Validating ecDNA with CIRCLE-seq
CIRCLE-seq is a sequencing library enrichment approach optimized for circular DNA detection50,51 and was performed on selected cases. A detailed protocol for circular DNA isolation is available on the Nature Protocol Exchange server (https://doi.org/10.1038/protex.2019.006). Amplified circular DNA was sheared to an average fragment size of 150–200 bp using the S220 focused ultrasonicator (Covaris). Libraries for next-generation sequencing were prepared using the NEBNext Ultra DNA Library Kit for Illumina according to the manufacturer’s protocol (New England Biolabs). Sequencing data generated by CIRCLE-seq were aligned and processed. The aligned BAM files were then analysed in two ways. First, all read pairs and split reads containing any outward-facing read orientation, indicating potential circles, were placed into a new BAM file. Second, genomic segments enriched for signal over background were detected in the ‘all reads’ BAM file using variable-width windows from Homer v.4.11 findPeaks, and the edges of these enriched regions were intersected with the ‘circle only’ BAM file to quantify the number of circle-supporting reads. To determine the thresholds for significance of real circles versus background noise, matched WGS data were used to determine the background distribution of circle-oriented reads in non-circle-enriched regions that were matched for length and nucleotide composition. An empirical P value of 0.01 was used to filter putative circles, and regions passing this filter were then used for downstream analysis.

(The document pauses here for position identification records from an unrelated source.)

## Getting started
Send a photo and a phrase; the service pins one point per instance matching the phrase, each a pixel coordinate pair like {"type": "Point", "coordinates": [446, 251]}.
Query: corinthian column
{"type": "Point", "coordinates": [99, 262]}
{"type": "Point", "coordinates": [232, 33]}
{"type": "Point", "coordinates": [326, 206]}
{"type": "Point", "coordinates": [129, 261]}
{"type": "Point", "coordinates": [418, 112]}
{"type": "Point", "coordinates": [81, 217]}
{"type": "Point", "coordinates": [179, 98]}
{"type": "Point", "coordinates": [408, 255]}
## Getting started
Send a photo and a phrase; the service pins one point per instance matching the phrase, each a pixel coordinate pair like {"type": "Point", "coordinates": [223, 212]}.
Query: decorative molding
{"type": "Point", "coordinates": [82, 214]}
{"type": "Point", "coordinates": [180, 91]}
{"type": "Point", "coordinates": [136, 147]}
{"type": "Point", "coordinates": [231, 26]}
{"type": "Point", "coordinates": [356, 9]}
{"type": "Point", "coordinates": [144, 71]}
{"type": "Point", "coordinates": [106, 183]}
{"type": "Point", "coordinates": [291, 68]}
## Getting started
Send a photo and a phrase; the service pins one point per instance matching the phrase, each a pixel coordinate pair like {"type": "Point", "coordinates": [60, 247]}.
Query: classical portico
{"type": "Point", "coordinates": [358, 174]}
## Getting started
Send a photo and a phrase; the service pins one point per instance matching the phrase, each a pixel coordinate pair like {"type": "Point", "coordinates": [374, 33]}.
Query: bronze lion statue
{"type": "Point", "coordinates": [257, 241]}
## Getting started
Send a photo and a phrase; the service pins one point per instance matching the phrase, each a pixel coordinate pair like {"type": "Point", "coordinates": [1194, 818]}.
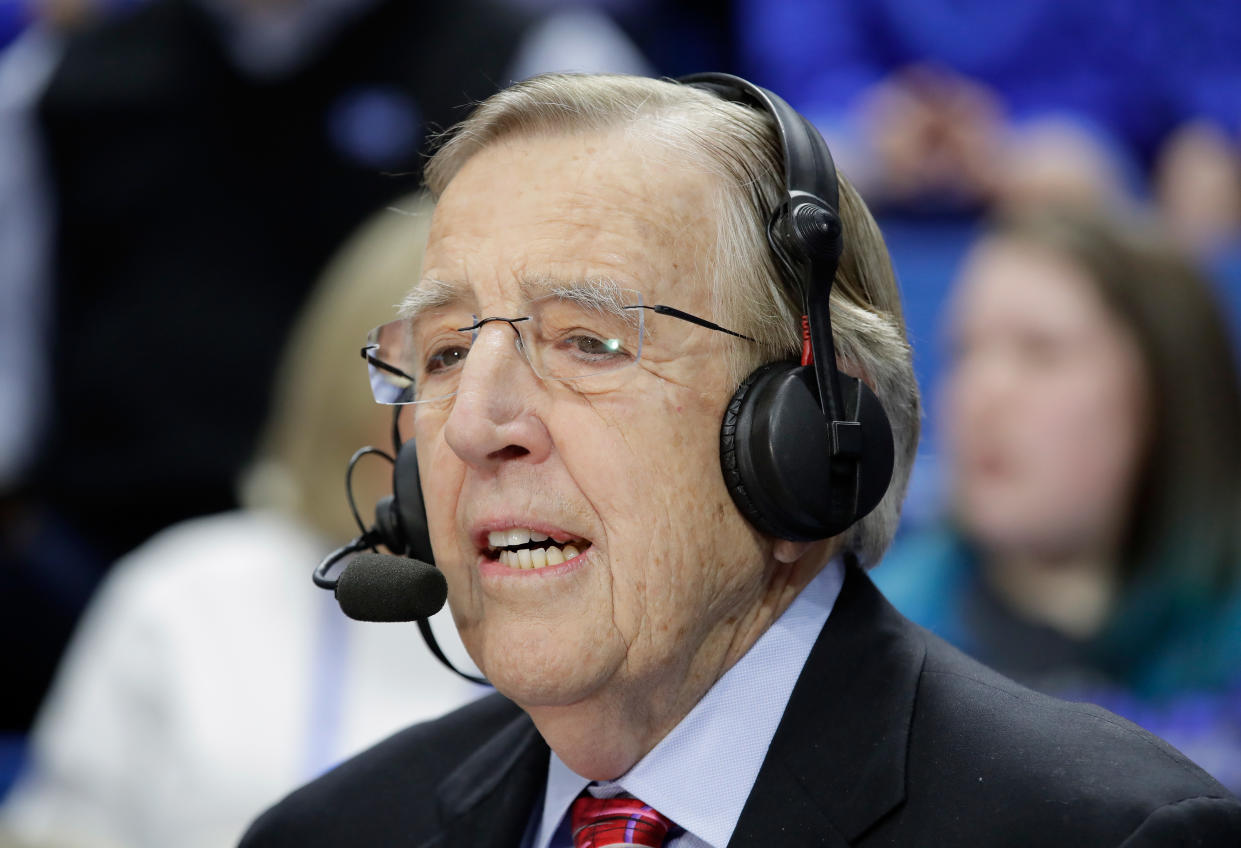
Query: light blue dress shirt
{"type": "Point", "coordinates": [703, 771]}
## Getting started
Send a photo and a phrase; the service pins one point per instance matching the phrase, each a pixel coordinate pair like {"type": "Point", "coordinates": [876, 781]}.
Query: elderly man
{"type": "Point", "coordinates": [683, 656]}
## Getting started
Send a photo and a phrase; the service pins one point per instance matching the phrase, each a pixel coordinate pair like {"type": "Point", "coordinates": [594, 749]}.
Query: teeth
{"type": "Point", "coordinates": [536, 558]}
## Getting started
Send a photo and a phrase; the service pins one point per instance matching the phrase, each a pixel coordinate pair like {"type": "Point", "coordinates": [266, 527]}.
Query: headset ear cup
{"type": "Point", "coordinates": [408, 508]}
{"type": "Point", "coordinates": [740, 484]}
{"type": "Point", "coordinates": [879, 452]}
{"type": "Point", "coordinates": [777, 461]}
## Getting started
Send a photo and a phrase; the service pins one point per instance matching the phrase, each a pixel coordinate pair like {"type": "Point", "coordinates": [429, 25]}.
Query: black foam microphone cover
{"type": "Point", "coordinates": [382, 587]}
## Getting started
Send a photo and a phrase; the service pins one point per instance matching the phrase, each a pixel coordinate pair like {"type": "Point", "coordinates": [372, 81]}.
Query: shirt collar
{"type": "Point", "coordinates": [703, 771]}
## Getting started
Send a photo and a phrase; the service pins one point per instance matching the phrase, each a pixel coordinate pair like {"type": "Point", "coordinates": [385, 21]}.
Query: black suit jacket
{"type": "Point", "coordinates": [891, 738]}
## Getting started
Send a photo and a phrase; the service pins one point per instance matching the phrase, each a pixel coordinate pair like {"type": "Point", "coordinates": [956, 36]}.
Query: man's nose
{"type": "Point", "coordinates": [493, 417]}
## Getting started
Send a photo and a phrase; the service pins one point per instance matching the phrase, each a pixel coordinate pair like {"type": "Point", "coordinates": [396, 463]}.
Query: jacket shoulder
{"type": "Point", "coordinates": [385, 789]}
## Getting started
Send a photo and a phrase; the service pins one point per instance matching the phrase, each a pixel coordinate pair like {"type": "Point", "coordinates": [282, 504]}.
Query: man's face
{"type": "Point", "coordinates": [669, 572]}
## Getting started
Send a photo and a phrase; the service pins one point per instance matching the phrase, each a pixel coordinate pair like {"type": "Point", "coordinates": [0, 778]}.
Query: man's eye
{"type": "Point", "coordinates": [590, 345]}
{"type": "Point", "coordinates": [446, 359]}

Inferring clonality and evolutionary history
The evolutionary history of our CLCA cohort was determined as previously described8. In basic terms, clonal mutations occurred before the emergence of the most-recent common ancestor, whereas subclonal mutations occurred after this event. In regions with copy-number gains, molecular time can be further divided according to whether mutations preceded the copy-number gain (and were themselves duplicated) or occurred after the gain and were therefore present on only one chromosomal copy. In brief, the variant allele frequencies (VAFs) of somatic point mutations cluster around the values imposed by the purity of the sample and local copy-number states. On the basis of this information, subclonal populations were identified, the timing of copy number gains and point mutations was inferred, and the relative timing of somatic driver events was deduced. We next inferred the timing of mutational signatures. We inferred the mutational history of our CLCA cohort by integrating these timing data across 494 patients. We also divided these patients according to aetiological factors, such as smoking and drinking, and compared the evolutionary history of the different groups. Key packages used for timing analysis, including PyClone (v.0.13.1), MutationTimeR (v.0.99.3), and PhylogicNDT (v.1.0), are available at the PCAWG GitHub repository (https://github.com/PCAWG-11/Evolution).
RNA-seq
RNA in the tumour samples was extracted using the RNeasy Mini Kit (Qiagen). The DNA and RNA concentration was measured using Qubit 3.0 (Invitrogen). The size of RNA was checked using Fragment Analyzer (Advanced Analytical Technologies). RNA-seq libraries were constructed using the TruSeq mRNA Library Prep Kit (Illumina) according to the manufacturer’s protocol. The library (2 × 150 bp paired-end reads) was then quality checked and sequenced using the Illumina NovaSeq (Illumina) system. Qualified reads were obtained after removing raw reads with adapters or of low quality and then aligned to the human genome (hg19) using STAR (v.2.7.3c)52. The transcripts per million (TPM) values and gene count values were computed using RSEM (v.1.3.3). Fusion genes were detected using STAR-Fusion47.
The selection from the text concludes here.